Very much like claiming that a slowing of the rate of growth of a government program is a "cut" in that program.
eric:
I think that he only likes Tufte's work (and references it often) but I suppose "Kaiser" could be a pseudonym.
That would be something, huh?
I'll look for a copy of the book. Sounds like a great read.
knucklehead:
There are two y axes, only one of which was rescaled.
The blue line is always the price of oil, and is plotted against the scale on the right side, but not shown on the re-drawn graphs (which looks like Kaiser's error to me).
The bars cum red lines are capital investment, plotted against the scale on the left side. So the capital investment axis (left side) was rescaled, while the price of oil side (right side) was not.
Hence the blue line stays the same (absolutely and relative to the unchanged right-side scale), while the red line's slope is halved (because the left-side "capital expenditure" scale changed).

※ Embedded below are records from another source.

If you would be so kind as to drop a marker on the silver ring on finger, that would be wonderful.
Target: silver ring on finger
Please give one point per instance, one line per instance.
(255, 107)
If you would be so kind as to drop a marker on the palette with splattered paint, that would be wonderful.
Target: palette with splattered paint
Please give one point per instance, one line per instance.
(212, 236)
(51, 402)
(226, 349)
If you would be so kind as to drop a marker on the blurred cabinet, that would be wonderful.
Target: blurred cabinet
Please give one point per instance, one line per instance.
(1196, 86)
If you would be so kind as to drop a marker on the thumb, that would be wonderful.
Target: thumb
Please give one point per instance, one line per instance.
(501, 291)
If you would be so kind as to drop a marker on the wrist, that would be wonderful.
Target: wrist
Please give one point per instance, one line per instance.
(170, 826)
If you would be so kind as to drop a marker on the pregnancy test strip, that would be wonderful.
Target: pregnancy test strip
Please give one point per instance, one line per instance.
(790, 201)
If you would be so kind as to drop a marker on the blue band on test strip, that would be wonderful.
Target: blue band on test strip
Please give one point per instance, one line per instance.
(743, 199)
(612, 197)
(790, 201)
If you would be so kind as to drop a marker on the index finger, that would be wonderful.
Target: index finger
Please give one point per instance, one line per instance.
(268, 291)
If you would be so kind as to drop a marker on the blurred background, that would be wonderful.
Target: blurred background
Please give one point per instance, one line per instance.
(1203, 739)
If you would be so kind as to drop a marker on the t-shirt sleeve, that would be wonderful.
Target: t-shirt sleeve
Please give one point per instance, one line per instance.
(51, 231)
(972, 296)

It's not always inappropriate to use two axes (or at least I don't think so, I've done it here ), but it can be misleading.
knucklehead:
Now we're really treading the same ground that we have trod with regard to opinion versus "objective" journalism. Don't remember how that came out, but there was some opinion that in some cases advocacy is expected, while in others we expect the straight scoop.
there was some opinion that in some cases advocacy is expected, while in others we expect the straight scoop.
Whatever the ideal is, the presence of the blogs has made it clear to me that in most of the cases we're expecting the straight scoop and getting advocacy instead. Advocacy, moreover, which claims to be the straight scoop in a holier-than-thou moralistic tone. It is insufferable.
You really hadn't read Tufte's book before? I second Eric, it's a must read.